RFB. Cuando salimos de la casa de Catalina Francisco Barroso, la abuela de El Granado, la sensación que llevábamos en el alma y en el cuerpo era de paz, de serenidad, de autenticidad, de haber percibido la grandeza de la sencillez. Nos quedamos con las ganas de haber seguido charlando con ella, de seguir gozando del privilegio de que una mujer que está a punto de cumplir 98 años, historia viva, te cuente, te haga viajar al pasado. Porque ella pisaba ya la tierra de ese término municipal cuando no existía aún nadie de los que hoy lo habitan y, como señalaba la alcaldesa de El Granado, Mónica Serrano, que amablemente nos acompañó, es orgullo y satisfacción de su pueblo por tenerla y por ser tan buena persona.
Memorias de los Pueblos de Huelva, la serie que hoy nos lleva a conocer a esta entrañable dama, llega a El Granado, donde nuestra protagonista recibió al bautizarse el nombre de la Patrona. Santa Catalina es, además, la denominación de un minúsculo enclave poblacional del término -hoy con tan solo un uno por ciento de los quinientos habitantes del pequeño municipio- donde Catalina se crio, a unos siete kilómetros del pueblo en línea recta y a poco más que uno del Puerto de La Laja.
Y siempre en esta dinámica de hablar con personas mayores, terminamos sorprendiéndonos, una vez más. Catalina no fue a la escuela y en su infancia y juventud se dedicó al campo, y a guardar ovejas, cochinos y vacas. Conversas con ella, sin embargo, y percibes una extraordinaria sabiduría. Esa que no se adquiere en los libros si no en la vida a pie de calle o, en este caso mejor, a pie de campo, tierra y camino. Hija de un portugués y nieta de un castillejero por su mitad española, de pequeña a tenor de lo que nos cuenta debió ser una niña alegre, activa y muy integrada en la naturaleza que le rodeaba.

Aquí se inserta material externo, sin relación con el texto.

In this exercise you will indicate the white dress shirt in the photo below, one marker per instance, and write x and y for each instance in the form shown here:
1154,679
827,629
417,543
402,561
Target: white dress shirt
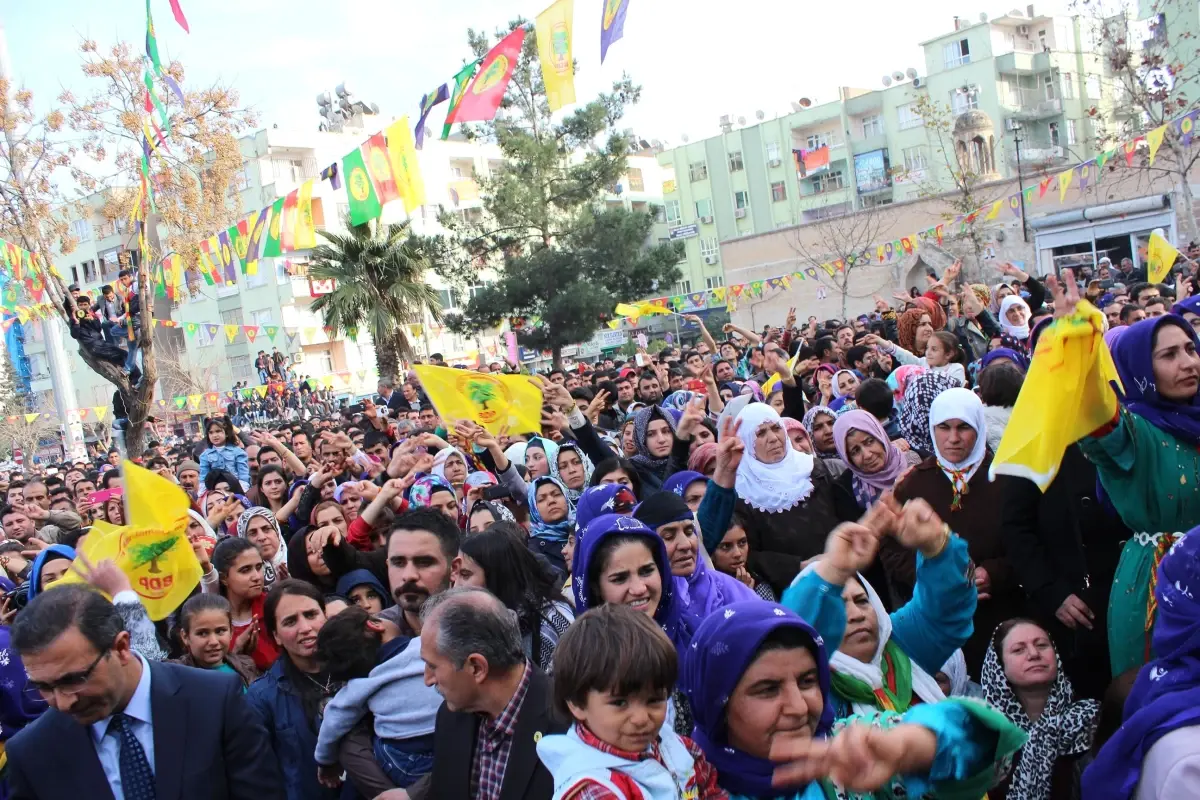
108,749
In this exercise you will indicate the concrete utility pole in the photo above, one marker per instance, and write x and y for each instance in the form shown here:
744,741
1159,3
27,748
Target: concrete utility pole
53,332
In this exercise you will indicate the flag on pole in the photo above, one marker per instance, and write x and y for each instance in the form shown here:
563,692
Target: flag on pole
273,246
406,168
460,89
439,95
553,26
612,24
359,190
375,152
304,235
1161,257
483,98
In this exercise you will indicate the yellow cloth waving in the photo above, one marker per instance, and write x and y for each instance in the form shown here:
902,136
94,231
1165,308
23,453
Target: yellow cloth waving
491,401
1066,397
153,551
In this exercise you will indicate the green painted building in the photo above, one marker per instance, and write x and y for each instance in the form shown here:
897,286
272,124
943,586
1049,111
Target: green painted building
1032,77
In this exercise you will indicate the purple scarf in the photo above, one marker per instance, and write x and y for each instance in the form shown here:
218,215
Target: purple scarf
1134,356
723,649
1167,695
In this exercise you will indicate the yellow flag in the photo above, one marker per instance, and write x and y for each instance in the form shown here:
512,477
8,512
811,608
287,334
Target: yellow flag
406,168
1065,397
1065,182
553,28
1161,257
1155,139
304,235
153,551
492,401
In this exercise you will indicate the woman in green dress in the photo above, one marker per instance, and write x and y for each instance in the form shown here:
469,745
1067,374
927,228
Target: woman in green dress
1149,463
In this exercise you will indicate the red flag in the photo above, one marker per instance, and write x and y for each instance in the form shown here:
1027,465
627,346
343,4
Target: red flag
375,154
179,16
485,92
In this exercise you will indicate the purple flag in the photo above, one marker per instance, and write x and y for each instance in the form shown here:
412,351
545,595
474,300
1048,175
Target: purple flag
612,24
439,95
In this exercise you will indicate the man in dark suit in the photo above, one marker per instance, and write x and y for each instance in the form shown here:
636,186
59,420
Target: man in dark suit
497,705
123,728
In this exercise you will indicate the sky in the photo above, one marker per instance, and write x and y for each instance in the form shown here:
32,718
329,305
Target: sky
694,60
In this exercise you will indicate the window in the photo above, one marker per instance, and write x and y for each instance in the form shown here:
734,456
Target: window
675,217
82,229
955,54
816,140
913,158
909,118
827,182
964,98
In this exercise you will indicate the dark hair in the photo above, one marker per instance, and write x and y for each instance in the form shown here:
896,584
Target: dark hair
1000,384
346,647
201,603
432,522
281,590
58,609
513,573
874,396
466,627
227,552
612,649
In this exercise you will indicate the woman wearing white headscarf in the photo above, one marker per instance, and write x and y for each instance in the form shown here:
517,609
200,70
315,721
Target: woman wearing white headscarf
786,497
954,482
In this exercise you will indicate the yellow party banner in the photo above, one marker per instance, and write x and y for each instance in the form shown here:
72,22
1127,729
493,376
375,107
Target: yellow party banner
153,551
495,402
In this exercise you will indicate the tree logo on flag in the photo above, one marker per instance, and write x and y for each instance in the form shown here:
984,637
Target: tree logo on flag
492,76
359,184
487,395
610,12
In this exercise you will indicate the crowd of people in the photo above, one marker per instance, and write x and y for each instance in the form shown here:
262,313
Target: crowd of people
766,565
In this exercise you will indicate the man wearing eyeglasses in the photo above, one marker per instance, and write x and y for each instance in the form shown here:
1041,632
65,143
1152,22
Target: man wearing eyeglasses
123,727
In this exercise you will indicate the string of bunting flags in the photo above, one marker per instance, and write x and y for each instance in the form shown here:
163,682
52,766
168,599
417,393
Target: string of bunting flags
211,401
1081,176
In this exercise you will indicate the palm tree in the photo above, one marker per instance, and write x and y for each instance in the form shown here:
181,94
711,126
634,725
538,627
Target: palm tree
379,287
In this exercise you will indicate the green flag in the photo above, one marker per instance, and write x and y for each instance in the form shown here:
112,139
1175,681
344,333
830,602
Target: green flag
360,190
271,248
460,86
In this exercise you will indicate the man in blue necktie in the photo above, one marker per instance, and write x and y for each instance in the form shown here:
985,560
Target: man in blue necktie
123,727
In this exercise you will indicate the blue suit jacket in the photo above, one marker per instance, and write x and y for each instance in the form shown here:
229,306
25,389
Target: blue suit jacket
208,744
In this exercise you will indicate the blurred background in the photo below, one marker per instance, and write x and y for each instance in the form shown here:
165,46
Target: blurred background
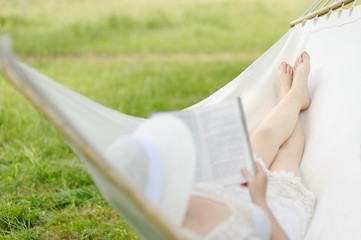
135,56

«Desde muy chica -relata- guardando cochinos, ovejas que tenía mi padre, vacas. Me metía en medio de las vacas, que tenían unos cuernos así… y mi madre me daba unos chillidos y yo no me quitaba, no tenía miedo de nada, no. La vida ha sido de campo. Segando también mucho con las hoces. De todo lo que usted pregunte. De cosas buenas, de descanso no, pero de trabajo si«.
La hospitalidad de Catalina, que expresa con delizadeza, casi abruma. Insiste desde que llegamos en que nos tomemos unos dulcecitos y se preocupa porque la redactora gráfica se ponga cómoda. “Esta niña ahí no está bien. Coge una silla, hija, que hay muchas sillas, hija. Podíamos haber pasado al comedor, que estaba más desahogado”. A la abuela de El Granado, con esa dulzura con la que mira y responde, te entran ganas de achucharla.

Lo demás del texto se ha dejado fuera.